In der richterlichen Anordnung für diese Funkzellenauswertung hatte es geheißen, man wolle damit gewaltsame Übergriffe von Gegendemonstranten auf Polizeibeamte besser verfolgen können. Manche Daten fanden sich später in Ermittlungsverfahren gegen Beschuldigte wieder, die lediglich versucht haben sollen, die angemeldete Demonstration friedlich zu behindern. Darunter auch ein Mitarbeiter der Linken-Bundestagsabgeordneten Sevim Dagdelen.
Die Staatsanwaltschaft kündigte am Wochenende an, diese Informationen in den laufenden Verfahren nicht mehr verwerten zu wollen. Die Strafprozessordnung macht allerdings keine klaren Vorgaben für die Nutzung von Daten, die mittels der Funkzellenauswertung erhoben worden sind. Der Bundesbeauftragte für den Datenschutz, Peter Schaar, kritisierte in der "taz" die "immense Streubreite" dieses Eingriffs und verlangt striktere Regeln für den Umgang mit den sensiblen Mobilfunkdaten.
Die FDP-Bundestagsfraktion äußerte sich am Montag sehr besorgt über das Vorgehen der Dresdner Ermittler. "Das Grundrecht auf Versammlungsfreiheit darf nicht dadurch untergraben werden, dass jeder, der an einer Demonstration teilnimmt, einem Generalverdacht unterstellt wird", sagte Fraktions-Vize Gisela Piltz (FDP) der Frankfurter Rundschau. Das Vorgehen der sächsischen Ermittler sei "offensichtlich unverhältnismäßig".
Auf Antrag der Grünen soll sich jetzt der Innen- und Rechtsausschuss des Dresdner Landtags in einer Sondersitzung mit dem Vorfall von Februar beschäftigen. Linke Gruppen und Antifa-Aktivisten argwöhnen, dass die Polizei mit ihrer Aktion gezielt Gegendemonstranten abschrecken will.

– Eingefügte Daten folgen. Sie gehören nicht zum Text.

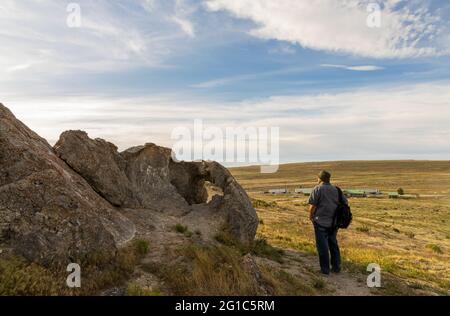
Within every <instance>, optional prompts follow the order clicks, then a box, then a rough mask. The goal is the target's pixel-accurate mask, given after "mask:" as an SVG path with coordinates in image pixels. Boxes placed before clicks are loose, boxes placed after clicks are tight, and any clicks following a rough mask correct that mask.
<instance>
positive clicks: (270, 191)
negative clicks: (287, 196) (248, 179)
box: [269, 189, 289, 194]
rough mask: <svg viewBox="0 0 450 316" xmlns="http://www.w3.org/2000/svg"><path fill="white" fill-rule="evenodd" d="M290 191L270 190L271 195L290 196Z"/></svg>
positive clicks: (285, 189)
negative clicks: (283, 195)
mask: <svg viewBox="0 0 450 316" xmlns="http://www.w3.org/2000/svg"><path fill="white" fill-rule="evenodd" d="M288 193H289V191H288V189H272V190H269V194H288Z"/></svg>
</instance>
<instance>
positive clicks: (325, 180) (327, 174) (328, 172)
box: [319, 170, 331, 183]
mask: <svg viewBox="0 0 450 316" xmlns="http://www.w3.org/2000/svg"><path fill="white" fill-rule="evenodd" d="M319 179H320V180H322V181H323V182H325V183H330V180H331V173H329V172H328V171H325V170H322V171H321V172H320V173H319Z"/></svg>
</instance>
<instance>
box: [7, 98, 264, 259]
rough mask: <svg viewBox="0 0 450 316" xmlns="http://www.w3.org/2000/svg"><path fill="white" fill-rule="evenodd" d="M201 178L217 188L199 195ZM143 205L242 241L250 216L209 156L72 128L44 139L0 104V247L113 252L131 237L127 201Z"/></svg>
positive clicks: (36, 252) (242, 196)
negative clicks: (111, 136)
mask: <svg viewBox="0 0 450 316" xmlns="http://www.w3.org/2000/svg"><path fill="white" fill-rule="evenodd" d="M205 182H211V183H212V184H213V185H215V186H217V187H219V188H220V189H221V190H222V191H223V195H222V196H215V197H214V198H213V199H212V201H211V202H209V203H207V201H208V193H207V190H206V188H205ZM144 209H145V210H146V211H148V212H156V213H155V214H160V216H162V217H164V216H166V215H167V218H169V217H170V218H171V219H172V220H173V219H174V218H175V219H177V218H179V219H180V222H182V221H183V219H185V220H186V221H187V220H189V221H190V223H197V222H198V223H201V225H203V226H204V227H208V228H209V231H211V233H214V232H217V229H218V228H219V227H221V228H222V227H227V228H228V229H229V231H230V232H231V233H232V234H233V235H234V236H235V237H236V238H238V239H239V240H241V241H243V242H249V241H251V240H253V239H254V237H255V234H256V229H257V225H258V222H259V221H258V218H257V215H256V212H255V209H254V208H253V207H252V204H251V202H250V199H249V198H248V196H247V194H246V193H245V191H244V190H243V189H242V187H241V186H240V185H239V184H238V183H237V182H236V180H235V179H234V177H233V176H232V175H231V174H230V172H229V171H228V170H227V169H226V168H224V167H222V166H221V165H220V164H218V163H215V162H204V161H203V162H176V161H174V160H173V159H172V152H171V150H170V149H167V148H163V147H159V146H156V145H154V144H147V145H145V146H140V147H133V148H130V149H128V150H126V151H124V152H121V153H119V152H118V150H117V147H116V146H114V145H113V144H111V143H108V142H106V141H104V140H101V139H95V140H93V139H90V138H89V137H88V135H87V134H86V133H84V132H80V131H68V132H65V133H63V134H62V135H61V138H60V140H59V141H58V143H57V144H56V145H55V146H54V148H52V147H51V146H50V145H49V144H48V143H47V142H46V141H45V140H44V139H42V138H41V137H39V136H38V135H37V134H35V133H34V132H33V131H31V130H30V129H29V128H27V127H26V126H25V125H24V124H23V123H21V122H20V121H19V120H17V119H16V118H15V117H14V115H13V114H12V113H11V112H10V111H9V110H8V109H7V108H6V107H4V106H3V105H1V104H0V246H1V247H2V248H4V247H5V246H7V247H9V248H11V249H13V250H14V251H15V252H16V253H18V254H20V255H23V256H24V257H26V258H28V259H30V260H35V261H38V262H40V263H43V264H50V263H55V262H62V261H67V259H69V258H70V259H73V258H78V257H80V256H83V255H86V254H89V253H92V252H98V251H102V252H104V251H111V252H113V251H114V250H115V249H116V247H118V246H120V245H121V244H124V243H126V242H127V241H129V240H130V239H132V238H133V237H134V234H135V225H134V224H133V222H132V221H130V220H129V219H128V217H126V216H128V215H129V213H130V212H129V211H130V210H132V211H133V212H134V214H136V211H139V210H144ZM125 215H126V216H125ZM135 224H137V223H135ZM164 227H165V225H164ZM164 229H170V228H164Z"/></svg>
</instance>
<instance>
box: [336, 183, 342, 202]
mask: <svg viewBox="0 0 450 316" xmlns="http://www.w3.org/2000/svg"><path fill="white" fill-rule="evenodd" d="M336 189H337V190H338V194H339V204H341V205H342V204H344V193H342V190H341V188H340V187H336Z"/></svg>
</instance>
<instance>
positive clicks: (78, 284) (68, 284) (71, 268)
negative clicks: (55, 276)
mask: <svg viewBox="0 0 450 316" xmlns="http://www.w3.org/2000/svg"><path fill="white" fill-rule="evenodd" d="M66 271H67V272H70V274H69V275H68V276H67V279H66V284H67V286H68V287H69V288H71V289H73V288H80V287H81V267H80V265H79V264H77V263H71V264H69V265H68V266H67V270H66Z"/></svg>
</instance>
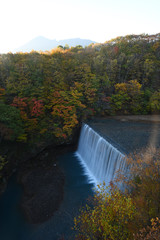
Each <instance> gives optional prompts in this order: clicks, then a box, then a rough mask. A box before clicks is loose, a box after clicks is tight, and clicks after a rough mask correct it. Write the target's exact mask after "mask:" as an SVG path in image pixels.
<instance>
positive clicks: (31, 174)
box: [20, 167, 64, 224]
mask: <svg viewBox="0 0 160 240" xmlns="http://www.w3.org/2000/svg"><path fill="white" fill-rule="evenodd" d="M21 176H22V175H21ZM20 181H21V183H22V185H23V188H24V195H23V198H22V204H21V206H22V210H23V212H24V214H25V216H26V217H27V220H28V221H29V222H30V223H33V224H37V223H42V222H45V221H46V220H48V219H49V218H50V217H52V216H53V214H54V212H55V211H56V210H57V209H58V208H59V205H60V203H61V201H62V199H63V185H64V176H63V174H62V172H61V171H60V169H59V168H55V167H49V168H43V167H38V168H34V169H31V170H29V171H26V173H25V174H24V175H23V176H22V177H21V180H20Z"/></svg>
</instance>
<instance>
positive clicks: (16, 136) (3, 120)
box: [0, 103, 24, 140]
mask: <svg viewBox="0 0 160 240" xmlns="http://www.w3.org/2000/svg"><path fill="white" fill-rule="evenodd" d="M0 113H1V114H0V136H1V140H3V139H10V140H15V139H17V138H18V137H19V136H20V135H22V134H24V125H23V122H22V119H21V116H20V111H19V110H18V109H17V108H15V107H13V106H10V105H6V104H4V103H0Z"/></svg>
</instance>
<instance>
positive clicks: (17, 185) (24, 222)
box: [0, 176, 32, 240]
mask: <svg viewBox="0 0 160 240" xmlns="http://www.w3.org/2000/svg"><path fill="white" fill-rule="evenodd" d="M21 196H22V188H21V186H20V185H19V184H18V183H17V182H16V176H13V177H12V178H11V179H10V181H9V184H8V186H7V189H6V191H5V193H4V194H3V195H2V196H1V198H0V239H1V240H19V239H23V238H24V237H25V236H26V235H27V234H28V233H29V232H31V231H32V226H31V225H29V224H27V222H26V221H25V219H24V216H23V214H22V212H21V210H20V207H19V204H20V200H21Z"/></svg>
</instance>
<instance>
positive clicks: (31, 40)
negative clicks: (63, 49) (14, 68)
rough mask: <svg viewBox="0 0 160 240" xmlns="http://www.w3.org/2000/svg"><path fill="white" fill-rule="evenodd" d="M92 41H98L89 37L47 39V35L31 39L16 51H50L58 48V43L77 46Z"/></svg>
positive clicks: (92, 42)
mask: <svg viewBox="0 0 160 240" xmlns="http://www.w3.org/2000/svg"><path fill="white" fill-rule="evenodd" d="M91 43H96V42H94V41H91V40H88V39H81V38H72V39H65V40H60V41H56V40H55V39H54V40H50V39H47V38H45V37H41V36H40V37H36V38H34V39H32V40H31V41H29V42H28V43H26V44H24V45H23V46H21V47H19V48H17V49H15V51H14V52H20V51H21V52H30V51H32V50H35V51H40V50H41V51H47V50H48V51H49V50H51V49H53V48H56V47H57V46H58V45H62V46H65V44H68V45H69V47H75V46H77V45H82V47H85V46H88V45H90V44H91Z"/></svg>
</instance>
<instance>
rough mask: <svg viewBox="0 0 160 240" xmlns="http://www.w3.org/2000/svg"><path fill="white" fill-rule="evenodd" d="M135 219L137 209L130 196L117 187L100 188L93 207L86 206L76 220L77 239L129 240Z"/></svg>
mask: <svg viewBox="0 0 160 240" xmlns="http://www.w3.org/2000/svg"><path fill="white" fill-rule="evenodd" d="M134 217H135V207H134V204H133V202H132V199H131V198H130V196H129V195H127V196H125V195H124V194H123V193H122V192H120V190H118V189H117V188H116V187H115V186H113V185H111V187H110V188H107V187H105V185H103V186H99V191H98V192H97V194H95V196H94V199H93V207H91V206H89V205H86V208H85V209H82V210H81V212H80V215H79V216H78V217H77V218H75V219H74V229H75V230H77V231H78V233H77V237H76V239H81V240H83V239H88V240H89V239H90V240H94V239H101V240H102V239H108V240H109V239H110V240H111V239H112V240H116V239H117V240H120V239H124V240H126V239H129V238H130V237H131V236H132V233H131V232H130V223H131V221H133V219H134Z"/></svg>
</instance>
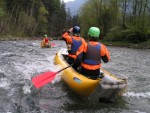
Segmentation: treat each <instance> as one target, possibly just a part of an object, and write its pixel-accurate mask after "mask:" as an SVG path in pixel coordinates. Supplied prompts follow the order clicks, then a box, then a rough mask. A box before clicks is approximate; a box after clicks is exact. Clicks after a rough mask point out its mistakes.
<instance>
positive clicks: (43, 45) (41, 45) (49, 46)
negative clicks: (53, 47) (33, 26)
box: [41, 42, 51, 48]
mask: <svg viewBox="0 0 150 113" xmlns="http://www.w3.org/2000/svg"><path fill="white" fill-rule="evenodd" d="M41 47H42V48H50V47H51V45H50V44H46V43H43V42H41Z"/></svg>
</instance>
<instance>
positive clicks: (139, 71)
mask: <svg viewBox="0 0 150 113" xmlns="http://www.w3.org/2000/svg"><path fill="white" fill-rule="evenodd" d="M51 43H54V44H55V46H54V47H52V48H40V41H38V40H33V41H1V42H0V113H149V112H150V77H149V76H150V49H131V48H120V47H111V46H108V49H109V51H110V56H111V60H110V62H109V63H106V64H103V68H104V69H105V70H107V71H109V72H110V73H112V74H115V75H116V76H119V75H123V76H125V77H126V78H127V79H128V88H127V90H126V92H125V93H124V94H123V96H122V97H120V98H118V99H117V100H116V101H114V102H98V101H91V100H88V99H85V98H81V97H80V96H78V95H76V94H74V93H73V92H72V91H70V89H69V88H68V87H67V86H66V85H65V84H64V83H63V82H62V81H61V79H60V77H58V78H56V80H55V81H54V82H52V83H49V84H47V85H46V86H44V87H42V88H40V89H36V88H35V87H34V86H33V85H32V83H31V78H32V77H34V76H36V75H38V74H40V73H43V72H46V71H54V72H56V71H58V70H59V67H58V66H56V65H54V64H53V61H54V57H55V54H56V53H57V52H58V50H59V49H61V48H63V47H66V45H65V43H64V42H63V41H52V42H51Z"/></svg>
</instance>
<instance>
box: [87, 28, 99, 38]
mask: <svg viewBox="0 0 150 113" xmlns="http://www.w3.org/2000/svg"><path fill="white" fill-rule="evenodd" d="M88 34H89V35H90V36H91V37H97V38H98V37H99V35H100V29H99V28H97V27H91V28H90V29H89V32H88Z"/></svg>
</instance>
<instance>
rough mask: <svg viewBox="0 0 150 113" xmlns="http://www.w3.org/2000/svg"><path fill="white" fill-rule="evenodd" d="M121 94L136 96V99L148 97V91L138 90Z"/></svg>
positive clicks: (149, 96) (124, 94)
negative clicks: (141, 91) (138, 92)
mask: <svg viewBox="0 0 150 113" xmlns="http://www.w3.org/2000/svg"><path fill="white" fill-rule="evenodd" d="M123 96H126V97H129V98H131V97H132V98H137V99H141V98H150V92H145V93H143V92H139V93H135V92H126V93H124V94H123Z"/></svg>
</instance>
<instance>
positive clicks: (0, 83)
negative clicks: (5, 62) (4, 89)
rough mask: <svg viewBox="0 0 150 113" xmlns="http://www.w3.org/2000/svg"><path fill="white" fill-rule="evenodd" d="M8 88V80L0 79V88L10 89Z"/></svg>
mask: <svg viewBox="0 0 150 113" xmlns="http://www.w3.org/2000/svg"><path fill="white" fill-rule="evenodd" d="M9 86H10V82H9V81H8V79H6V78H0V87H1V88H5V89H9V88H10V87H9Z"/></svg>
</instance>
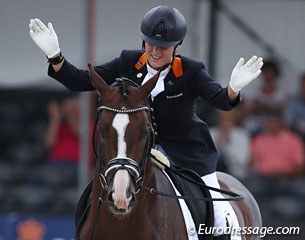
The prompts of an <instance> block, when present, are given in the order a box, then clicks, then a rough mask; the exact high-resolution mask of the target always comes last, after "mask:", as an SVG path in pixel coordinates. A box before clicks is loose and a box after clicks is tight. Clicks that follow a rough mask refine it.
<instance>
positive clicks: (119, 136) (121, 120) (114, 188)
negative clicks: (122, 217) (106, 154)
mask: <svg viewBox="0 0 305 240" xmlns="http://www.w3.org/2000/svg"><path fill="white" fill-rule="evenodd" d="M128 123H129V116H128V114H122V113H118V114H116V115H115V117H114V118H113V122H112V126H113V128H114V129H115V130H116V132H117V135H118V152H117V156H116V157H117V158H120V157H121V158H124V157H127V145H126V142H125V132H126V128H127V125H128ZM128 186H129V174H128V172H127V170H123V169H122V170H118V171H117V172H116V174H115V176H114V179H113V193H112V198H113V201H114V205H115V206H116V207H117V208H118V209H126V210H127V208H128V204H129V201H130V200H131V197H130V198H129V199H127V196H126V191H127V188H128Z"/></svg>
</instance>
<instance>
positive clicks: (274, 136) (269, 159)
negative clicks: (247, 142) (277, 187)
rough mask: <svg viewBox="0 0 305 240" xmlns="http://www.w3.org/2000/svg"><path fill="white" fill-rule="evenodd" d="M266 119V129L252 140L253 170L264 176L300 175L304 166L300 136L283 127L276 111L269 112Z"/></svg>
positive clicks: (252, 162)
mask: <svg viewBox="0 0 305 240" xmlns="http://www.w3.org/2000/svg"><path fill="white" fill-rule="evenodd" d="M266 121H267V123H266V126H267V131H266V132H264V133H260V134H257V136H256V137H255V138H254V139H253V142H252V146H251V155H252V166H253V170H254V171H255V172H256V173H258V174H262V175H264V176H282V175H286V176H298V175H300V174H301V173H302V172H303V166H304V147H303V142H302V140H301V138H300V137H299V136H298V135H296V134H294V133H293V132H291V131H290V130H289V129H288V128H287V127H285V125H284V124H283V121H282V118H281V115H280V114H279V113H278V112H275V111H273V112H270V113H269V115H268V116H267V117H266Z"/></svg>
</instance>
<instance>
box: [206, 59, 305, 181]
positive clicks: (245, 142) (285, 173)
mask: <svg viewBox="0 0 305 240" xmlns="http://www.w3.org/2000/svg"><path fill="white" fill-rule="evenodd" d="M279 79H280V67H279V66H278V63H277V62H276V61H275V60H265V61H264V66H263V68H262V74H261V77H260V79H258V80H257V81H260V82H259V84H260V86H259V88H258V89H257V90H256V91H254V92H252V93H251V94H248V95H245V96H243V101H242V103H241V104H240V106H238V107H237V108H236V109H233V110H232V111H229V112H223V111H218V112H217V114H216V116H217V117H216V118H217V120H216V124H215V126H214V127H212V130H211V133H212V137H213V139H214V141H215V144H216V147H217V149H218V151H219V165H218V168H219V170H223V171H227V172H229V173H231V174H232V175H234V176H236V177H238V178H239V179H245V178H246V177H248V176H249V174H256V175H258V176H263V177H270V178H276V177H281V176H289V177H292V178H293V177H300V176H304V163H305V158H304V146H305V145H304V143H305V142H304V141H305V74H302V75H300V77H299V79H298V81H299V84H298V91H297V92H293V93H290V94H287V93H286V92H285V89H282V88H281V87H280V84H279V81H280V80H279ZM287 84H289V83H287Z"/></svg>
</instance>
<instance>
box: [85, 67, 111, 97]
mask: <svg viewBox="0 0 305 240" xmlns="http://www.w3.org/2000/svg"><path fill="white" fill-rule="evenodd" d="M88 68H89V73H90V78H91V83H92V85H93V86H94V87H95V88H96V90H97V92H98V94H99V95H100V96H103V95H104V93H105V92H106V91H107V89H108V87H109V86H108V85H107V83H106V82H105V81H104V79H103V78H101V77H100V76H99V75H98V74H97V72H96V71H95V70H94V67H93V66H92V65H91V64H90V63H88Z"/></svg>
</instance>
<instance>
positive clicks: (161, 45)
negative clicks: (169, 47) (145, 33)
mask: <svg viewBox="0 0 305 240" xmlns="http://www.w3.org/2000/svg"><path fill="white" fill-rule="evenodd" d="M140 35H141V38H142V39H143V41H145V42H148V43H149V44H151V45H154V46H157V47H172V46H176V45H178V44H179V43H180V42H181V41H164V40H159V39H156V38H152V37H148V36H147V35H145V34H144V33H142V32H141V33H140Z"/></svg>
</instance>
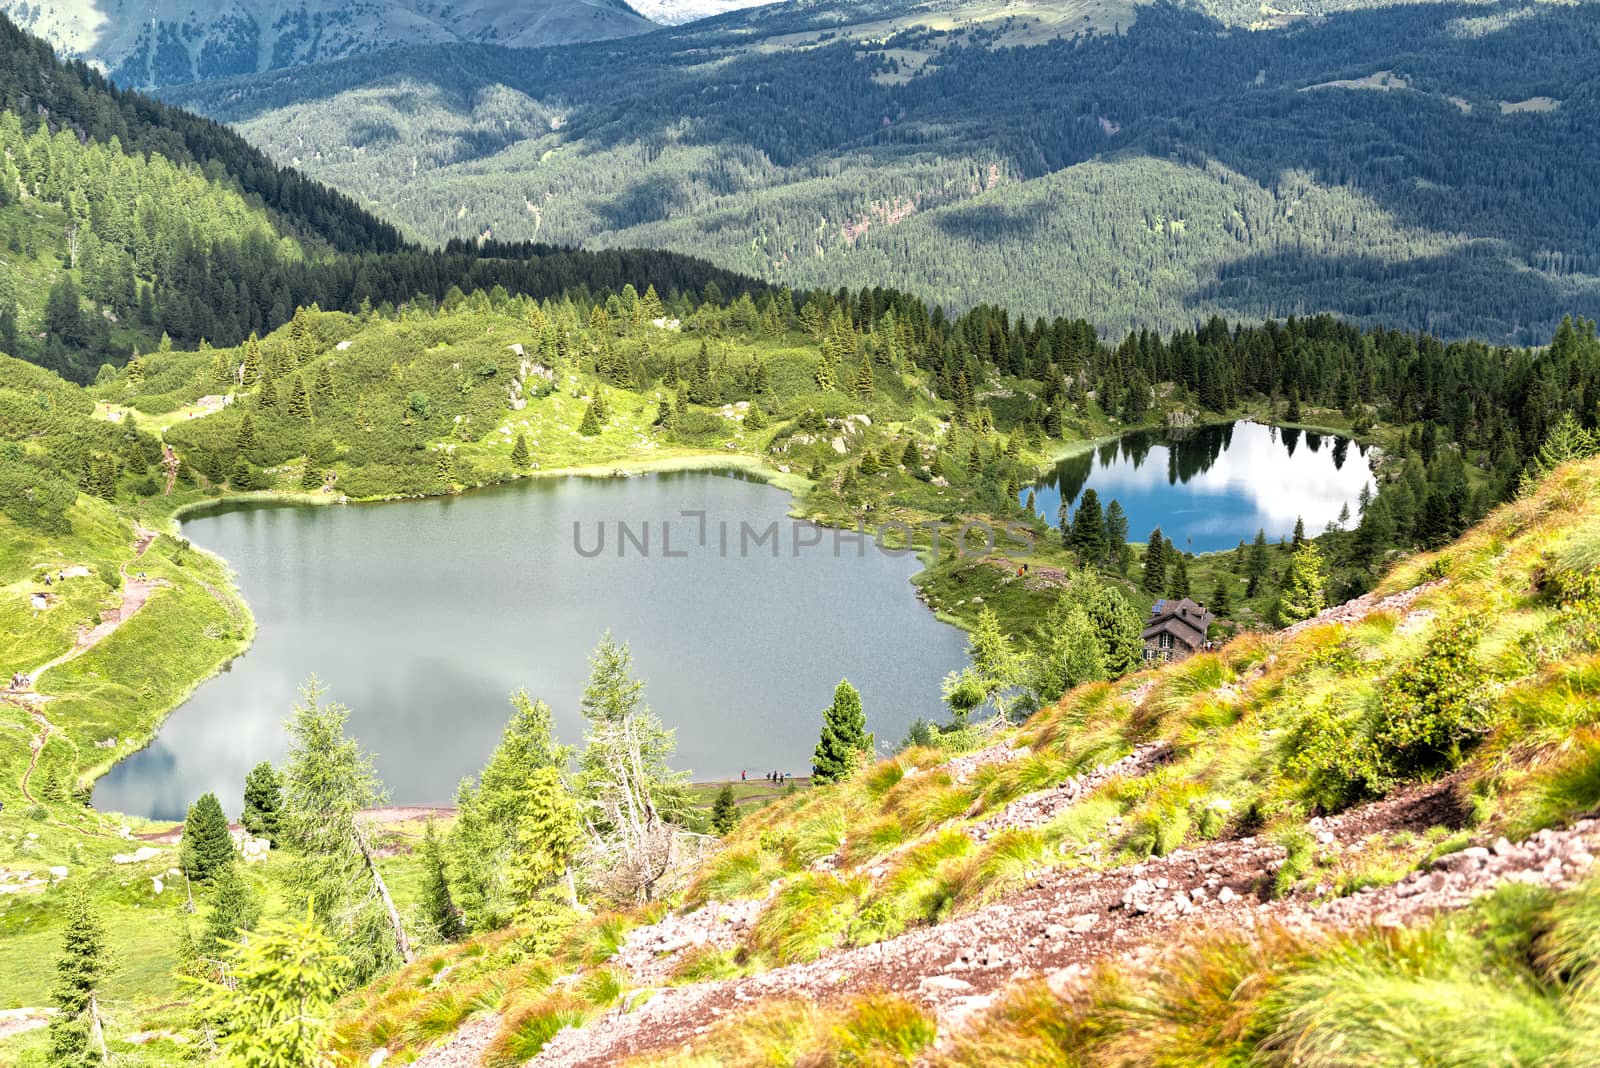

Das Vorgehen der Polizei gegen Gegendemonstranten des Neonazi-Aufmarschs im vergangenen Februar hatte bereits zuvor für einige Furore gesorgt, weil Beamte des Landeskriminalamtes am Rande der Demonstranten eine Großrazzia gegen linken Gruppen durchgeführt hatten, die den Protestzug stören wollten. Dabei hatte die Polizei unter anderem ein Haus gestürmt, in dem sich ein Parteibüro der Linken, eine Anwaltspraxis sowie das Verbindungsbüro des linken Aktionsbündnisses befunden hatte. Bundestags-Vizepräsident Wolfgang Thierse (SPD) hatte das Vorgehen der Polizei damals massiv kritisiert.